DESCRIPTION OF SYMBOLS 1 AC power supply 2 Rectifier 3 Smoothing capacitor 4 Inverter 5 Synchronous motor 6 Resolver 7 Excitation power supply 8, 9 Current detector 10 Inverter control part 11 Speed controller 12 Divider 13 Current controller 14 Voltage phase calculator 15 Polar coordinate three-phase conversion 16 PWM controller 17 3-phase dq converter 18 Magnetic flux calculator 19 3-phase-MT converter 20 Mechanical angle / electrical angle converter 21, 21A Position correction circuit 22 Field current calculator 131 Proportional amplifier 132 Integrating amplifier 211, 214 Absolute value circuit 212, 215 Comparison circuit 213 AND circuit 216 Switch circuit 217 Integration circuit 218 Reduction characteristic circuit 219 Multiplier

Claims (4)

An inverter that drives a synchronous motor having a resolver attached to a rotating shaft;
A first current detector that detects a first detection current that is an output current of the inverter;
A second current detector for detecting a second detection current which is a field current of the synchronous motor;
An inverter control unit for controlling the inverter;
The inverter control unit
Calculating means for obtaining a load angle of the synchronous motor from the position detection angle of the resolver and the first and second detection currents;
Conversion means for converting the first detection current as a reference phase using a value obtained by adding the load angle to the position detection angle of the resolver to obtain torque current feedback of the synchronous motor;
Current control means for comparing the torque current feedback and the torque current reference and outputting a voltage phase compensation value so that the difference is minimized;
Voltage phase calculation means for obtaining the output voltage phase of the inverter by adding the voltage phase compensation value, the position detection angle of the resolver, and the load angle;
Position correction means for correcting the position detection angle of the resolver,
The position correcting means includes
When the torque current of the synchronous motor is equal to or less than a predetermined threshold and the rotational speed of the synchronous motor is equal to or higher than the predetermined threshold, the output of the integrating amplifier of the current control means is integrated and added to the position detection angle of the resolver.

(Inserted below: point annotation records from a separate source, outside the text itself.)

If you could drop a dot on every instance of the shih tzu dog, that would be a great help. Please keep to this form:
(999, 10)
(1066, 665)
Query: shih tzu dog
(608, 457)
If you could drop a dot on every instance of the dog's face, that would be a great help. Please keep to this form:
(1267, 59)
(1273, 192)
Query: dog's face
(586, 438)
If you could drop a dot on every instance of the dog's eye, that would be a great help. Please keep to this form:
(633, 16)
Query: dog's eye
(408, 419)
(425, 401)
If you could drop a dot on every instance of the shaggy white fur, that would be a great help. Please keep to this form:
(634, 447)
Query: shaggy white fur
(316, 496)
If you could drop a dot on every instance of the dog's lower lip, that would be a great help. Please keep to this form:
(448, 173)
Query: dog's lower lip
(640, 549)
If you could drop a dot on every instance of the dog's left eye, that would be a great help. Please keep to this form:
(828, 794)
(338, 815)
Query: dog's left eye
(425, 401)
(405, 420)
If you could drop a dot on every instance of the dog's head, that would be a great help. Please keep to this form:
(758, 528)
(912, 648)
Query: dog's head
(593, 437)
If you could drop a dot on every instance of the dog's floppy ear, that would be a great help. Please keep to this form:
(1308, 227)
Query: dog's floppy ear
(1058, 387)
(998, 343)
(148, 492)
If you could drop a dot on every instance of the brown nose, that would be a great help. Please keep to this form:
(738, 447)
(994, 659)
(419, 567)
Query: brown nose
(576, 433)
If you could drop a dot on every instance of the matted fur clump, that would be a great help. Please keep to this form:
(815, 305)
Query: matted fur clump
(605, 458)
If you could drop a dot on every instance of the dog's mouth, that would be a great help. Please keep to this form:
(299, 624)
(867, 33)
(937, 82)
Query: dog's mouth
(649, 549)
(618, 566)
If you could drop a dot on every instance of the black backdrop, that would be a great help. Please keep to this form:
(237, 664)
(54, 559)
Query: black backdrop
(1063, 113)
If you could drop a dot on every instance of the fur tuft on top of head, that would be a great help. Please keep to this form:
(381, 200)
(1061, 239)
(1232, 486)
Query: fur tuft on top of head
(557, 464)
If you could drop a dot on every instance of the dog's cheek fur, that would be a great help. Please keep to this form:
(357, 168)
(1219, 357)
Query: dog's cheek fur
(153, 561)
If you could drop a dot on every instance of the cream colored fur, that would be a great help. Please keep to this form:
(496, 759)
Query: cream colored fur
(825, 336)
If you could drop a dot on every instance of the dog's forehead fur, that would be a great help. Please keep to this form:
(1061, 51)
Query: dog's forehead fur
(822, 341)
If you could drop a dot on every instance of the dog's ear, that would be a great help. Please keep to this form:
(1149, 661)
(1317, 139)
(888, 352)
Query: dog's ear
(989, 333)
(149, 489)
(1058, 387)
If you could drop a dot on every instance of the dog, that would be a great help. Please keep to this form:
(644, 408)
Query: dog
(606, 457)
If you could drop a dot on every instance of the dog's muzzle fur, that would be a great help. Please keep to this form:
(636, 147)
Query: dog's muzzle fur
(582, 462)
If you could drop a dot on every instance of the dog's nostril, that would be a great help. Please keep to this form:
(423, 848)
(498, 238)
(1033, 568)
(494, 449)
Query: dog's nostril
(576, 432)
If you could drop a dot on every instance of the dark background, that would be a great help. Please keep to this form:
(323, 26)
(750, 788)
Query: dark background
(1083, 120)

A drive device for a synchronous motor, characterized in that
The torque current reference is
It is an output of speed control means for comparing the speed feedback of the synchronous motor obtained from the position detection angle of the resolver and a given speed command and controlling so that the difference is minimized. The synchronous motor drive device according to claim 1. The position correcting means includes
The synchronous motor drive device according to claim 1, further comprising a correction unit that reduces the output in response to an increase in the torque feedback current value.   4. The drive device for a synchronous motor according to claim 1, wherein normal two-axis vector control is performed when the rotational speed of the synchronous motor is equal to or lower than a base speed. 5.